School police use Taser to subdue Las Vegas High student

Updated October 19, 2017 - 6:35 pm

Clark County School District police used a Taser stun gun to subdue an aggressive 16-year-old Las Vegas High School student on Thursday, the first time a school officer has used the weapon on a student.

The male student was being verbally and physically aggressive toward staff and law enforcement around 7:15 a.m., school officials said at an afternoon news conference. Officers have carried Tasers since 2015, but had never used them before, they said.

Nobody was injured in the altercation, school police Capt. Ken Young said. The student is facing charges of disturbance and battery of a public official.

It’s the latest in a series of violent incidents this year in Clark County schools. Over the past five years, the district has seen a steady increase in violent incidents involving students, state records show.

So far this school year, Clark County School District police have responded to three stabbings, used pepper spray to break up two fights and responded to another melee in which an officer was injured, among other incidents.

“We’re aware of it, we’re concerned, we’re looking for answers, we’re looking for solutions,” Young said.

The district is creating an advisory committee and plans to hold a roundtable in the future to collect community input.

“I think this is a communitywide issue we need to tackle together,” said Deputy Superintendent Kim Wooden.

Last year, there were 6,227 incidents of violence among the 320,523 students enrolled in Clark County that resulted in discipline, according to the most recent state data. That’s 19 incidents for every 1,000 students.

Five years ago, during the 2012-13 year, there were 4,394 incidents among 311,029 students. That’s 14 incidents for every 1,000 students.

There’s no data available yet for the current year.

Student stabbings

The three stabbings at Clark County schools this year all have one factor in common – all the students involved have been females.

But there’s no data showing female students are more likely than male students to stab one another, according to district officials and national experts. And there is no ready explanation for the sudden spate of puncture wounds.

“We’re noticing the same thing you all are,” Capt. Ken Young told the Review-Journal. “But there’s no particular trend.”

The first stabbing this year happened at Thurman White Middle School, during the first week of a school.

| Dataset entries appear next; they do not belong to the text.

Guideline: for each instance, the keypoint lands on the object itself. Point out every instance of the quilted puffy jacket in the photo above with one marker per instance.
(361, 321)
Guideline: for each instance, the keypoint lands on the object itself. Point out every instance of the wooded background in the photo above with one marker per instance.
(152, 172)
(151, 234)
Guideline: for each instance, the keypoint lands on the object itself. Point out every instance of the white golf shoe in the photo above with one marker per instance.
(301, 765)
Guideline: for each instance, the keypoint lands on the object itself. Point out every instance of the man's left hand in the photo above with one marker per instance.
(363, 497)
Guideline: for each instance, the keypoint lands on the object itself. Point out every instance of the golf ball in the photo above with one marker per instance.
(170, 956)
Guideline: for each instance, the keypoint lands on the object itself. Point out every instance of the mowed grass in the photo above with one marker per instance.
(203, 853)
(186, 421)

A 16-year-old non-student came onto campus in the morning and got into an altercation with a 12-year-old student, who stabbed the older girl.

After investigating, Young said it was a “neighborhood issue,” that wasn’t gang- or drug-related.

The more recent stabbings occurred within one week and took place at high schools.

A 16-year-old student at Chaparral High School stabbed a 14-year-old student, again in what Young described as a “neighborhood issue.”

“Whatever issues they’re having in their neighborhoods, they spilled onto campus,” he said.

The third stabbing happened this week at Clark High School when a 14-year-old student stabbed a 16-year-old student. Young wasn’t immediately sure what prompted that incident.

In the wake of the stabbings, Young promised a “total team effort” to try to minimize stabbings or other attacks.

Having officers on campus helps minimize the opportunity – they’re not likely to whip out a weapon if there’s a police officer in site – but parents and staff play an important role too.

“It helps when parents are aware of what they’re kids are bringing to school,” Young said.

The district has previously studied whether having metal detectors at school doors would help school staff and officers find and confiscate weapons.

“You’d need a lot of metal detectors and lot of staff to operate those metal detectors,” school Police Chief Jim Ketsaa said Thursday, noting that most schools have more than one entrance. (Wes Rand/Las Vegas Review-Journal)

Violence nationwide

School violence is not just a Clark County issue, Young said.

“It’s going on nationally that teenagers have, for whatever reason, become defiant,” he said.

Nationwide, the number of students who report being threatened or injured with a weapon on a school campus has remained flat since 1993, while the number of students carrying weapons on school campuses has declined, according to data collected and reported by the Centers for Disease Control and Prevention.

The most recent data indicates that 4 percent of students had carried either a gun, knife or club onto school property, down from 11 percent in 1993.

Over the same period, the number of students who reported being threatened or injured with a weapon on campus has remained steady, with 7 percent reporting being threatened or injured in 1993 vs. 6 percent in 2015.

The data is derived from the annual Youth Risk Behavior Surveillance System survey, which monitors six risky behaviors that tend to lead to death, disability or violence among teens.

The most recent survey of representative samples of students occurred between September 2014 and December 2015. The surveys are voluntary and anonymous and don’t track whether males or females use the weapons they carry on campus or not.